Wichtig: "delimiter"
* ,
* ;
* Tab: \t
* Leerzeichen
* |
* ...

csv liefert strukturierte Daten zur direkten Weiterverarbeitung:

In [3]:
with open('data/country_data.csv') as f:
    reader = csv.reader(f, delimiter=',')
    for row in reader:
        print(f"{row[1]} is located in {row[5]}.")

COUNTRY is located in CONT.
China is located in Asia.
India is located in Asia.
US is located in N.America.
Indonesia is located in Asia.
Brazil is located in S.America.
Pakistan is located in Asia.
Nigeria is located in Africa.
Bangladesh is located in Asia.
Russia is located in .
Mexico is located in N.America.
Japan is located in Asia.
Germany is located in Europe.
France is located in Europe.
UK is located in Europe.
Italy is located in Europe.
Argentina is located in S.America.
Algeria is located in Africa.
Canada is located in N.America.
Australia is located in Oceania.
Kazakhstan is located in Asia.


In [5]:
from collections import Counter
continents = Counter()
with open('data/country_data.csv') as f:
    reader = csv.reader(f, delimiter=',')
    for row in reader:
        continents.update([row[5]])

print(continents)

Counter({'Asia': 7, 'Europe': 4, 'N.America': 3, 'S.America': 2, 'Africa': 2, 'CONT': 1, '': 1, 'Oceania': 1})


Die Überschriften stören hier ja mehr als dass sie nutzen.

Sonderbehandlung?
möglich, aber es gibt etwas Besseres...

In [7]:
with open('data/country_data.csv') as f:
    dict_reader = csv.DictReader(f, delimiter=',')
    for row in dict_reader:
        print(f"{row['COUNTRY']} is located in {row['CONT']}.")

China is located in Asia.
India is located in Asia.
US is located in N.America.
Indonesia is located in Asia.
Brazil is located in S.America.
Pakistan is located in Asia.
Nigeria is located in Africa.
Bangladesh is located in Asia.
Russia is located in .
Mexico is located in N.America.
Japan is located in Asia.
Germany is located in Europe.
France is located in Europe.
UK is located in Europe.
Italy is located in Europe.
Argentina is located in S.America.
Algeria is located in Africa.
Canada is located in N.America.
Australia is located in Oceania.
Kazakhstan is located in Asia.


## Einlesen von Textdaten

oder eigentlich von irgendwelchen Daten...

In [9]:
f = open('data/zen_of_python.txt', 'r')
print(f.read())
f.close()

The Zen of Python, by Tim Peters

Beautiful is better than ugly.
Explicit is better than implicit.
Simple is better than complex.
Complex is better than complicated.
Flat is better than nested.
Sparse is better than dense.
Readability counts.
Special cases aren't special enough to break the rules.
Although practicality beats purity.
Errors should never pass silently.
Unless explicitly silenced.
In the face of ambiguity, refuse the temptation to guess.
There should be one-- and preferably only one --obvious way to do it.
Although that way may not be obvious at first unless you're Dutch.
Now is better than never.
Although never is often better than *right* now.
If the implementation is hard to explain, it's a bad idea.
If the implementation is easy to explain, it may be a good idea.
Namespaces are one honking great idea -- let's do more of those!


Wichtige Komponenten:
* open/close
* Art des Zugriffs:
  * 'r' 	opens a file for reading only
  * 'w' 	opens a file for writing.

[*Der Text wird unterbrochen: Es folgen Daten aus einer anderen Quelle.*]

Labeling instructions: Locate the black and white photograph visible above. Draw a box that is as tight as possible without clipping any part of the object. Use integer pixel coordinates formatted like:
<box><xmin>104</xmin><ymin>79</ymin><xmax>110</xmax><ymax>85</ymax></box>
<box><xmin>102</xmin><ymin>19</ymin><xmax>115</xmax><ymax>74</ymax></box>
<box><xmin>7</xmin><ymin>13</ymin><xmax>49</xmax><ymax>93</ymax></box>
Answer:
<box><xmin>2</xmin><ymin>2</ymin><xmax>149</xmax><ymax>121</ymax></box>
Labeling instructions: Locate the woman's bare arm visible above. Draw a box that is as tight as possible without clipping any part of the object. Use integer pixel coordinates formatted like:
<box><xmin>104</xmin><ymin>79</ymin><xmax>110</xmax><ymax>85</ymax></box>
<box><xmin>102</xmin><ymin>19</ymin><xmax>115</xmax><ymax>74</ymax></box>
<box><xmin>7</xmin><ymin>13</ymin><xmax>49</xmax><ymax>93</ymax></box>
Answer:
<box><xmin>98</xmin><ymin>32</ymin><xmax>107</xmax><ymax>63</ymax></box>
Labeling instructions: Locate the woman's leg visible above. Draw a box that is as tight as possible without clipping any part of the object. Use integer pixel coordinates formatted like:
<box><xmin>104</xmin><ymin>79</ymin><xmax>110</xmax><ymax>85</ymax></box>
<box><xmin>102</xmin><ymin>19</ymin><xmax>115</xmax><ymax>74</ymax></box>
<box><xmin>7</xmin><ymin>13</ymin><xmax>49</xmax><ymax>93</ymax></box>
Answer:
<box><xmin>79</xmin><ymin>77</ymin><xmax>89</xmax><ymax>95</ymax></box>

If the file exists, it overwrites it, otherwise, it creates a new file.
  * 'a' 	opens a file for appending only. If the file doesn’t exist, it creates the file.
  * 'x' 	creates a new file. If the file exists, it fails.
  * '+' 	opens a file for updating.

We can also specify opening a file in text mode, 't', the default mode, or binary mode, 'b'. (images, etc.)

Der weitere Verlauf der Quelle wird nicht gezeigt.